Luc’s painting gallery
« Peace is the most precious treasure we possess. » Luc
Luc is a French artist whose work is part of an introspective and spiritual pictorial approach. Trained at the age of 14 at the Beaux-Arts de Rouen, he has since devoted himself to oil painting, exploring a unique visual universe dominated by blue, frontality, and silence.
He paints exclusively in oil on canvas, a technique he fully embraces in a world increasingly dominated by acrylic, even among the greatest artists. Without denigrating acrylic enthusiasts or connoisseurs, he asserts that oil has a unique ability to make subjects present, alive, and almost eternal, provided it is respected and well-maintained. For him, this medium is not just a technical choice, but a commitment to durability, density, and pictorial truth.
His career is rooted in a family history deeply tied to art. He is the grandson of Michel Lamy, alias PATT, illustrator of the Journal de Rouen, and on his maternal side, of Jacques Morin, a student of Charles Frechon—a close friend of Monet. A remarkable anecdote: during the First World War, the latter would take one or two of Frechon’s paintings with him to his trenches to decorate his space. As a child, Luc regularly spent time in Giverny, at the family estate of his uncle François Lamy, the village mayor, allowing him to stroll in Monet’s gardens and pay his respects at the family cemetery, a few steps from the Impressionist master’s grave. He also grew up surrounded by the works of Trividic, who paid for his lawyer grandfather’s legal services with sketches.

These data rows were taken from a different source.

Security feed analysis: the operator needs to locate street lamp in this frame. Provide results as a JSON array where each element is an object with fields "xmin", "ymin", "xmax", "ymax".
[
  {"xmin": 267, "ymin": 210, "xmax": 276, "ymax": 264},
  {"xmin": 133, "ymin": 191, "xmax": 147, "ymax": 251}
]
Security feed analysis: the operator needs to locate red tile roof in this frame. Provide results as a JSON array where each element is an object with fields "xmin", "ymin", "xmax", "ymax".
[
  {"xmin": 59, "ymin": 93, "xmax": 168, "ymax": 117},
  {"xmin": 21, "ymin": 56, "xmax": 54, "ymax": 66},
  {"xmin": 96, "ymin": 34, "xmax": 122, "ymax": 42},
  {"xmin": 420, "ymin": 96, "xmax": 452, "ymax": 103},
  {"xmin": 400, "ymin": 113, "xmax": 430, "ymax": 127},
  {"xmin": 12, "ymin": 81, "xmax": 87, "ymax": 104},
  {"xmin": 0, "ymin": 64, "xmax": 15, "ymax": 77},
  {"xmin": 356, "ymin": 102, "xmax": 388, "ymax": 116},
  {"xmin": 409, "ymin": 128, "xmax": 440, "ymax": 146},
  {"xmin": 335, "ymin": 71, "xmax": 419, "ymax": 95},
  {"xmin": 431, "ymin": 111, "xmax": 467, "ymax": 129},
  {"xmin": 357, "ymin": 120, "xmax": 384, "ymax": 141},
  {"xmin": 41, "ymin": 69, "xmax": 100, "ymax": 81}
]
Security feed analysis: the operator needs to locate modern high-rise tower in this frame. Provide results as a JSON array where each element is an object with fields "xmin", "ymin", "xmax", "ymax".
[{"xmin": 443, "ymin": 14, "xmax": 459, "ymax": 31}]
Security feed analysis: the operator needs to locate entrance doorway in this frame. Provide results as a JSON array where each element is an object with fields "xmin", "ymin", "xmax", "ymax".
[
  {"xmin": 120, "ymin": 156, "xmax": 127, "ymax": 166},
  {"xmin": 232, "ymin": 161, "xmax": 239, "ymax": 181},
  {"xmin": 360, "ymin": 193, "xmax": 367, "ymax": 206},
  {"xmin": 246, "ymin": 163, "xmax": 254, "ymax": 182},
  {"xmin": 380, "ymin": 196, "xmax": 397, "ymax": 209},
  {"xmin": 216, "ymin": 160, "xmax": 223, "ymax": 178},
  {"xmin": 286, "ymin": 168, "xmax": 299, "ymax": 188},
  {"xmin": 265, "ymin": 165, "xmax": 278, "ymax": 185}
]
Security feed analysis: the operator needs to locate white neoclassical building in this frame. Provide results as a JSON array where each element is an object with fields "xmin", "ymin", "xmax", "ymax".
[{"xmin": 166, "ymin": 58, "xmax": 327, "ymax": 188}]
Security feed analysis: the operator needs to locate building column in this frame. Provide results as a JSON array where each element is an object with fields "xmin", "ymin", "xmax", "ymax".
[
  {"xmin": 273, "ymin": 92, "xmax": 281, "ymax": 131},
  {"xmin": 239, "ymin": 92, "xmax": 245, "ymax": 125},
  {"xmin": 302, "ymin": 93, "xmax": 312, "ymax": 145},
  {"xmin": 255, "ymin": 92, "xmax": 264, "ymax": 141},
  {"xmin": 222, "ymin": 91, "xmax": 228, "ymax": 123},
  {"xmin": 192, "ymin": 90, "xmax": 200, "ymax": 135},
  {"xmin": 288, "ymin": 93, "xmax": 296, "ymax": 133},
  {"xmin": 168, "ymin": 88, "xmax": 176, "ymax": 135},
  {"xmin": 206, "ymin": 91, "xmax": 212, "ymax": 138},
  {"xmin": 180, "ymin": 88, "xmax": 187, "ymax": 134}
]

A former student of the Japanese master Isao Takahashi, living in Besançon, Luc also taught visual arts and collaborated as an illustrator for national institutions such as the Gendarmerie and AXA. He has exhibited in prestigious venues, notably at Rouen Cathedral, where his works were showcased for six months. This exhibition was dedicated to the theme of icons and included large canvases depicting Saint Theresa, John Paul II, Joan of Arc, Saint Paul, and other spiritual figures. This universe of religious reference gradually transformed into a more internalized expression: blue, omnipresent in his current work, has become the vehicle for this spirituality.
Today, at over sixty years old, Luc conceives each of his works as a modern icon—not dogmatic but inhabited—an image of peace, calm, and hope. For him, painting is a form of prayer: a silent dialogue between the soul and God.
Alongside his pictorial practice, Luc is also a writer. He is the author of the saga of Celestino Luminoso, an artist in search of the meaning of life. Through this literary work, he explores the same themes as in his painting: inner searching, the beauty of the world, and the mystery of existence. One of the most striking parts of this series, L’Œuvre Bonheur, offers the reader a luminous vision of what might await us in the future—a moment of pure happiness offered with simplicity and depth.
Rejecting any speculative logic, Luc does not sell his originals, but offers limited reproductions to those who wish to take home a trace of his world. His painting invites an attentive gaze, a pause, a form of silent presence in a world saturated with speed.